Seqanswers Leaderboard Ad

**dpryan** · 09-02-2014, 06:36 AM

What Felix said regarding finding the read.

I don't know if there's anything prebuilt that will extract soft-clipped sequences. It'd be an easy* enough thing to write though.

Anything aligning to the end should get hard clipped off, though I recall there being an issue with at least earlier versions of bwa concatenating contigs and then allowing alignments to flow of the end of one onto the next. Having said that, even that shouldn't cause an alignment to start with a deletion.

*Only for someone experienced with programming.

**kevinrue** · 09-02-2014, 06:39 AM

Hi Felix,

Thanks, I see what you mean about making the most of your data when more sequencing is not an option. I am not sure how much more sequencing we can get out of our samples either, as those were used for RNA-seq as well.

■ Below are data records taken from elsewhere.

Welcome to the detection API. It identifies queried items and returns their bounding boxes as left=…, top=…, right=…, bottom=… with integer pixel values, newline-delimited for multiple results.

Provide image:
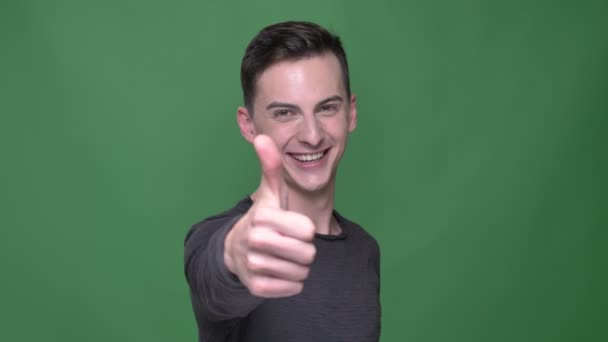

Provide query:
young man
left=184, top=21, right=380, bottom=342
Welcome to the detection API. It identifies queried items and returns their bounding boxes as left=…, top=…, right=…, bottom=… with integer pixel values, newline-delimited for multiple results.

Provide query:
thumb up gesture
left=224, top=135, right=317, bottom=298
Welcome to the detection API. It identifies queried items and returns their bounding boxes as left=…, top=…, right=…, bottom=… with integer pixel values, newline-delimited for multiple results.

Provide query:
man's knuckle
left=249, top=278, right=270, bottom=296
left=248, top=278, right=261, bottom=295
left=255, top=207, right=277, bottom=223
left=248, top=229, right=267, bottom=249
left=250, top=209, right=263, bottom=225
left=246, top=255, right=261, bottom=272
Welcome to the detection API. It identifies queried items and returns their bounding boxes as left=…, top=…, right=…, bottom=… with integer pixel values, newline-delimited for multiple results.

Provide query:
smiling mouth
left=288, top=148, right=329, bottom=162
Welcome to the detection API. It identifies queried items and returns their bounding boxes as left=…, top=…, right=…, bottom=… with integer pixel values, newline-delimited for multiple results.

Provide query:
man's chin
left=286, top=176, right=332, bottom=195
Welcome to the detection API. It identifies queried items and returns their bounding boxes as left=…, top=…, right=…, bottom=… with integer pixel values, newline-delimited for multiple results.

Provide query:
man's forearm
left=185, top=216, right=263, bottom=322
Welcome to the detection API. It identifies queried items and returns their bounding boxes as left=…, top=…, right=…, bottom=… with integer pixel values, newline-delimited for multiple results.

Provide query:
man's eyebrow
left=266, top=102, right=301, bottom=111
left=265, top=95, right=344, bottom=112
left=314, top=95, right=343, bottom=111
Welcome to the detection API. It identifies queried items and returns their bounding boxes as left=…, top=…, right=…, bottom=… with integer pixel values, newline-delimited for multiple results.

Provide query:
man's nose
left=297, top=115, right=323, bottom=147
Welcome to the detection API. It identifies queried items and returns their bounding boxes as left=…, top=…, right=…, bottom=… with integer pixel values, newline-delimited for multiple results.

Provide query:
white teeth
left=293, top=151, right=325, bottom=162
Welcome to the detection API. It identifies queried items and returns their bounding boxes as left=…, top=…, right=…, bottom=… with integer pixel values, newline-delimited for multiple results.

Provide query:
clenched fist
left=224, top=135, right=317, bottom=298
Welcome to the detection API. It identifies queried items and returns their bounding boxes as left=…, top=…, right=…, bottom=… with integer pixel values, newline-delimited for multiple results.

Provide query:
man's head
left=241, top=21, right=350, bottom=111
left=237, top=21, right=357, bottom=195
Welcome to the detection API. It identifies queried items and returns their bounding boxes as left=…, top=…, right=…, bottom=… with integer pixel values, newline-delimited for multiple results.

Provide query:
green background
left=2, top=0, right=606, bottom=341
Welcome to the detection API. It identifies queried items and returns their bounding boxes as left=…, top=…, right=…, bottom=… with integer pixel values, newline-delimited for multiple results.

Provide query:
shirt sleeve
left=184, top=215, right=264, bottom=322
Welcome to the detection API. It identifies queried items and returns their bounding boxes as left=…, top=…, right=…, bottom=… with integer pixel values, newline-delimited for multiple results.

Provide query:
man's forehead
left=254, top=54, right=345, bottom=107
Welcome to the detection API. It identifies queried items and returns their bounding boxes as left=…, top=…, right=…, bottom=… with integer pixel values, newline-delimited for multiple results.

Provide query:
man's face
left=238, top=53, right=357, bottom=194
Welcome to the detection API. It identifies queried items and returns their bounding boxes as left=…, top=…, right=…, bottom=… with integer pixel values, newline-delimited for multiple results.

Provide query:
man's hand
left=224, top=135, right=317, bottom=298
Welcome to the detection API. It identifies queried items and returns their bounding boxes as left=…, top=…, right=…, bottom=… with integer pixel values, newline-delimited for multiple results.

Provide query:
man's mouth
left=288, top=149, right=329, bottom=162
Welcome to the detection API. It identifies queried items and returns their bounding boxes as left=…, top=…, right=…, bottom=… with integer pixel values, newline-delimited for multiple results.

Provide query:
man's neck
left=287, top=185, right=339, bottom=235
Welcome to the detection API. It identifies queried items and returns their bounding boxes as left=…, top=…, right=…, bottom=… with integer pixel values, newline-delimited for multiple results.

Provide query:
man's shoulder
left=335, top=211, right=380, bottom=251
left=185, top=196, right=252, bottom=244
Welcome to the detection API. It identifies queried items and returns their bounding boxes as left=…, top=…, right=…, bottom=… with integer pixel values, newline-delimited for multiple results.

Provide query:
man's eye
left=273, top=110, right=294, bottom=118
left=320, top=104, right=338, bottom=112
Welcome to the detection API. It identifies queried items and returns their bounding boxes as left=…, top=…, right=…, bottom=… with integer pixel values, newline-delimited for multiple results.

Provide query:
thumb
left=253, top=134, right=288, bottom=209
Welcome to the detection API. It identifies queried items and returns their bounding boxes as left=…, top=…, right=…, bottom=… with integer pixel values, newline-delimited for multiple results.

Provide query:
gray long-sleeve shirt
left=184, top=197, right=381, bottom=342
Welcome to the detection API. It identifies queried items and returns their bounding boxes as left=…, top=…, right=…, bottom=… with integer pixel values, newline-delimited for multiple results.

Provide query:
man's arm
left=184, top=215, right=263, bottom=322
left=184, top=135, right=317, bottom=321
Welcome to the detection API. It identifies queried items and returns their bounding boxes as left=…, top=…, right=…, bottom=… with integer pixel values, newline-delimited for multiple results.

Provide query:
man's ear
left=348, top=94, right=358, bottom=133
left=237, top=106, right=256, bottom=143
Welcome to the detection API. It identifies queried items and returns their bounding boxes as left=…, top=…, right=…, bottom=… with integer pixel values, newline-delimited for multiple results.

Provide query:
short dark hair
left=240, top=21, right=350, bottom=111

I will discuss the different options with colleagues.

In the meantime, I think I will simultaneously try:
- to complete the "Dirty Harry" solution to salvage as much information using bismark, and see what I can get from downstream analyses this way.
- to see if we can work around the issue described above with bwa-meth to see if the higher alignment rate (for my particular dataset of long reads) can be used to obtain higher information content. (this utopic alignment rate makes me nervous about false positives).

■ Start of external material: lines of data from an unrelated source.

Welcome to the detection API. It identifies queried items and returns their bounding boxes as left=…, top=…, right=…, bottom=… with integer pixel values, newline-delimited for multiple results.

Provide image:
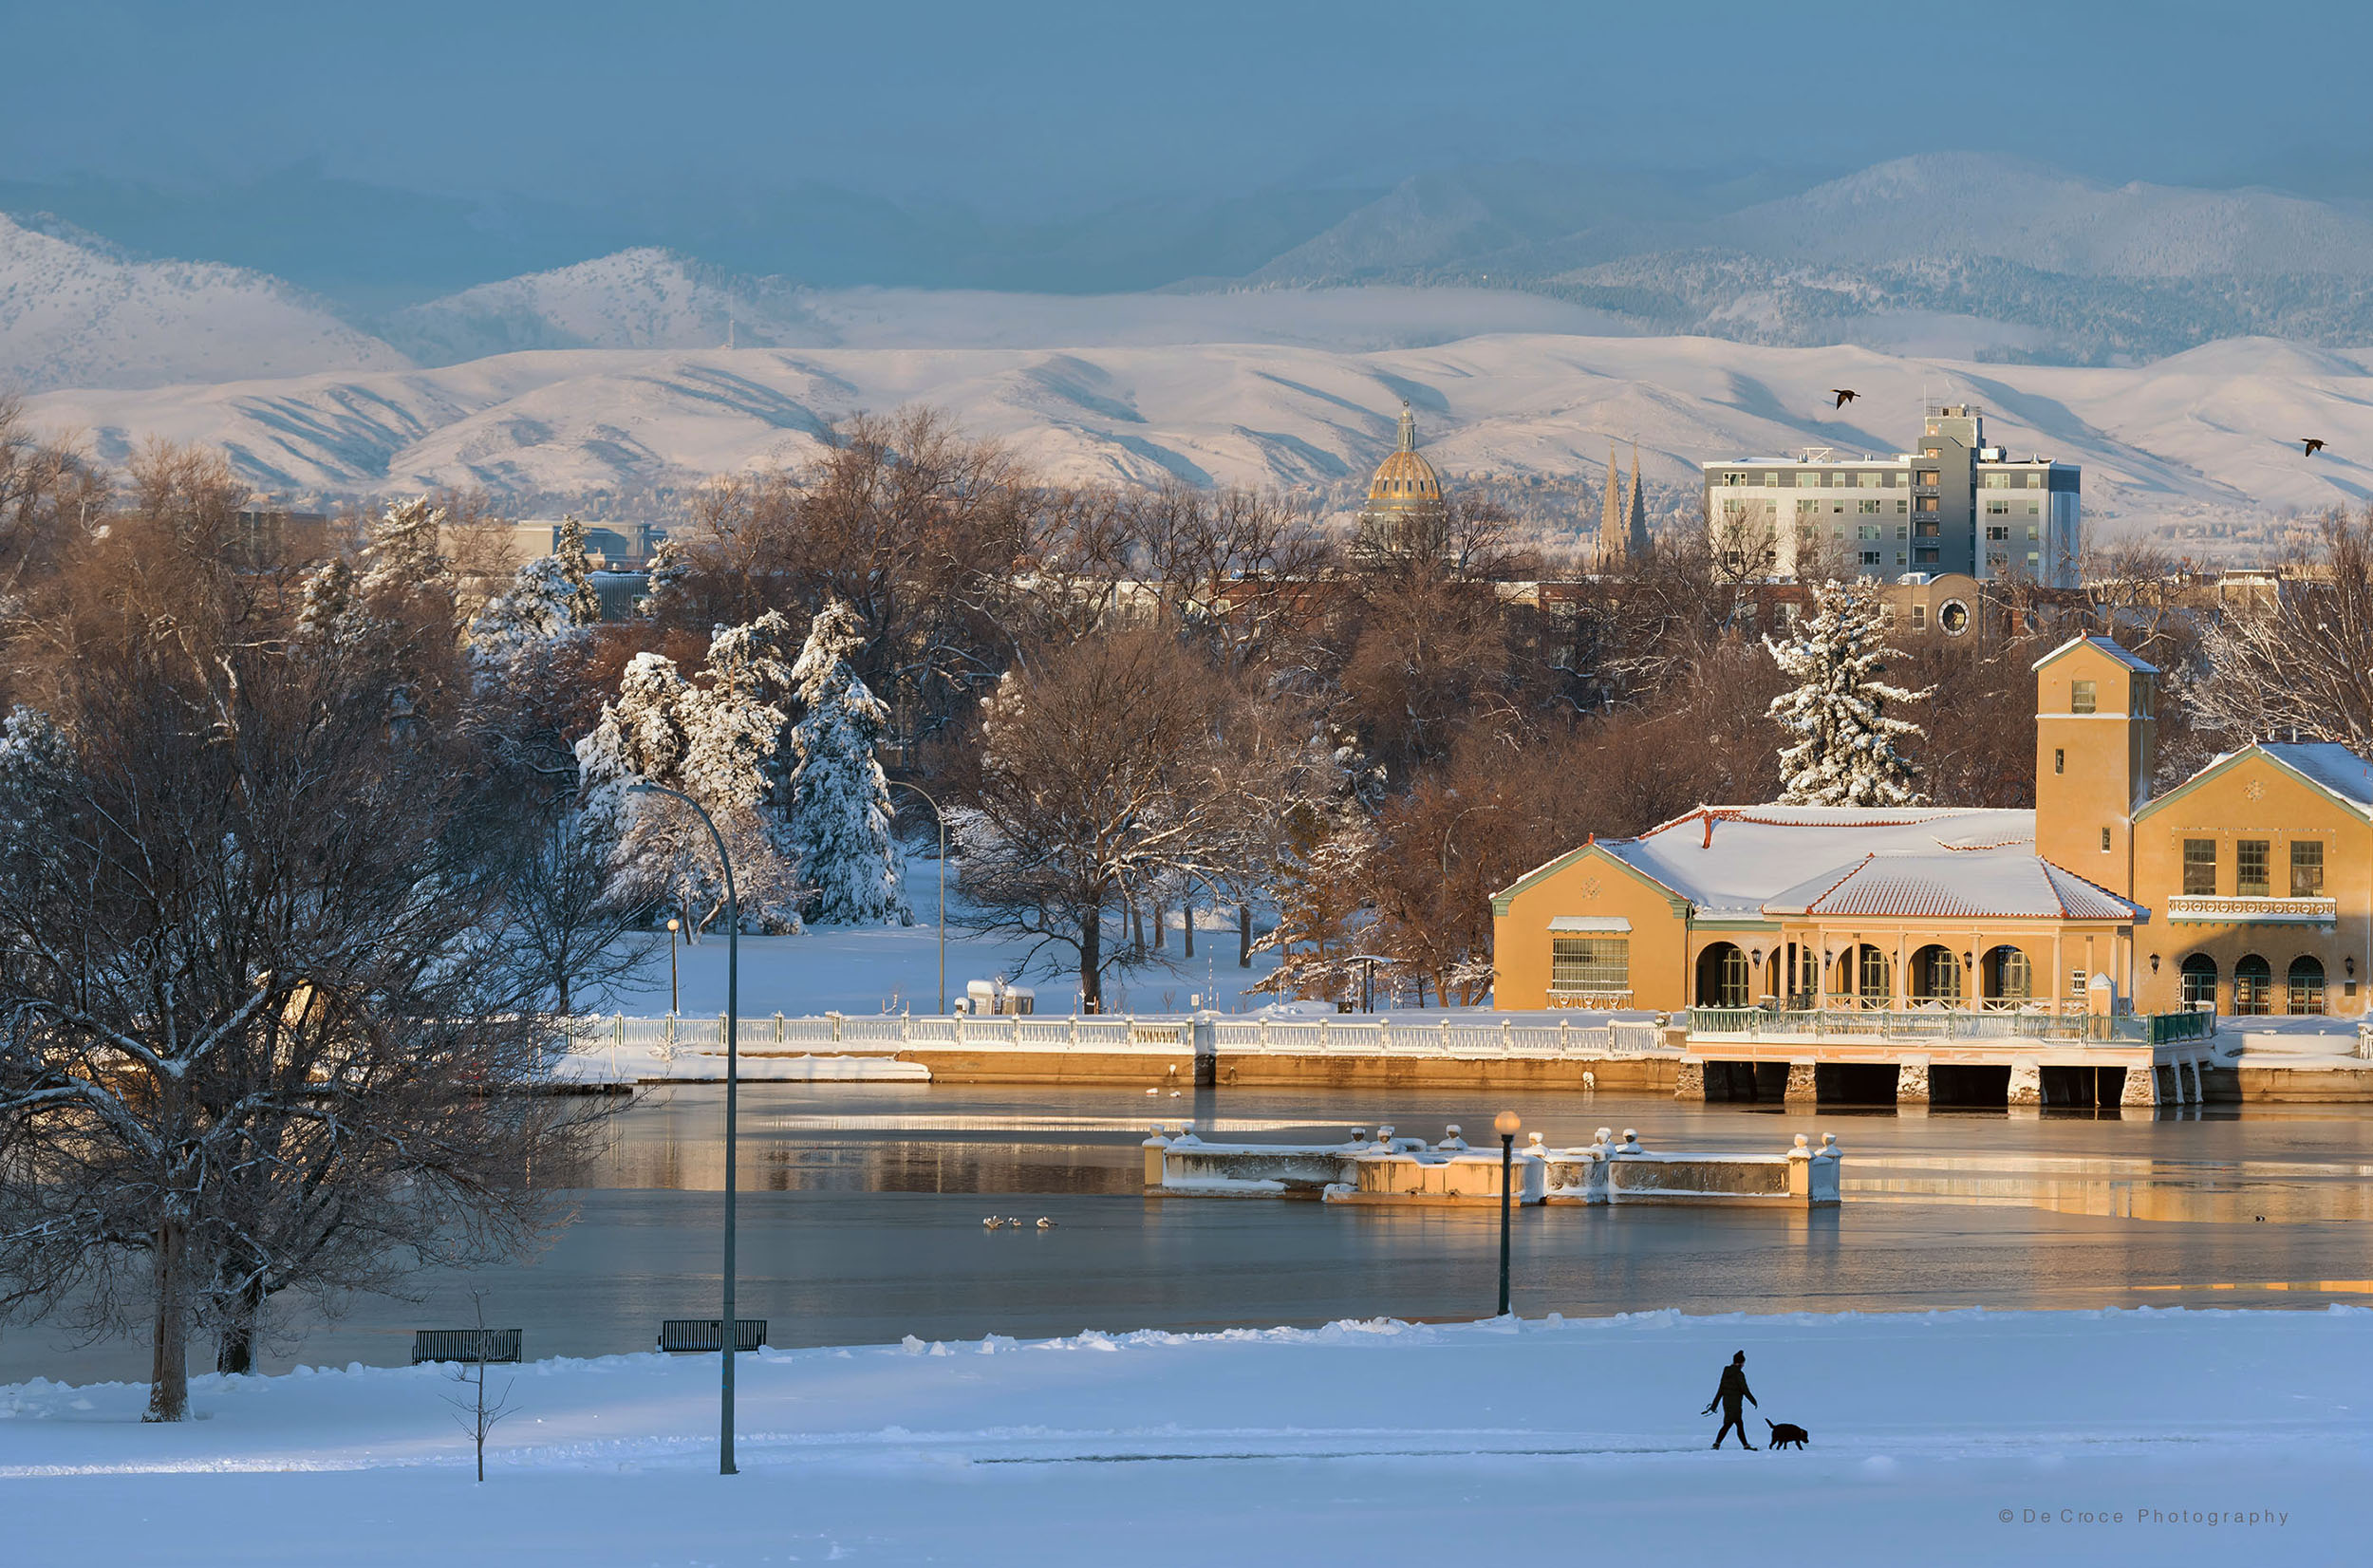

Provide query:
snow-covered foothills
left=26, top=331, right=2373, bottom=527
left=1, top=1309, right=2357, bottom=1566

Here is the strange read (thanks for the command, I am always concerned about reinventing the wheel when things like samtools exist!):
HWI-D00238R:175:H8RA2ADXX:1:1216:1567:36545 99 1 147356530 60 19D78M1D66M = 147356709 323 TATGTATATATTTATGCGTATATTTTTATGTATATGTATATTTTTTATGTATATGTATATTTTTTATGTATATGTATATTTTTTATGTATATGTATGTTTTTTATGTATATGTATATGTACGTGTTATGGTAGTAGGTTAGGAG FFHHHHHJJJJJJIJJJJIJJJJJJJJIJJJJIJJIGIJIJJJJJJIJJIIJJJJIJJJJJJJJJJJJIIJIJJIIGFHHHHHDCEDEEEEEEDECDBDEDDDDDDDEEDEECCDDEDEDED?CAACDDDCDDDEDDCCCDC>C NM:i:23 AS:i:82 XS:i:55 RG:Z:C1_ATCACG_P YC:Z:CT YD:Z:f

Still reading the SAM format description to spot where the problem is, if any..

Thanks
Kevin

**dpryan** · 09-02-2014, 06:51 AM

I don't think the SAM spec explicitly says it, but it's non-sensical to start or end an alignment with a deletion. By definition, there'd be no bases in the alignment actually supporting said deletion. The CIGAR for that should be 78M1D66M, for what it's worth. My guess is that this is actually a BWA bug, rather than one in bwa-meth itself.

BTW, if it's local alignment that's saving the day on this one, then there are other bowtie2-based aligners that support it (Bison and BS-Seeker2). You generally need to use the --very-sensitive-local preset with bowtie2 to get it to align as well as BWA (at least that was the case when Brent and I compared bwa-meth against Bison). Having said that, if this were my data I'd prefer to get to the bottom of this before resorting to local alignment.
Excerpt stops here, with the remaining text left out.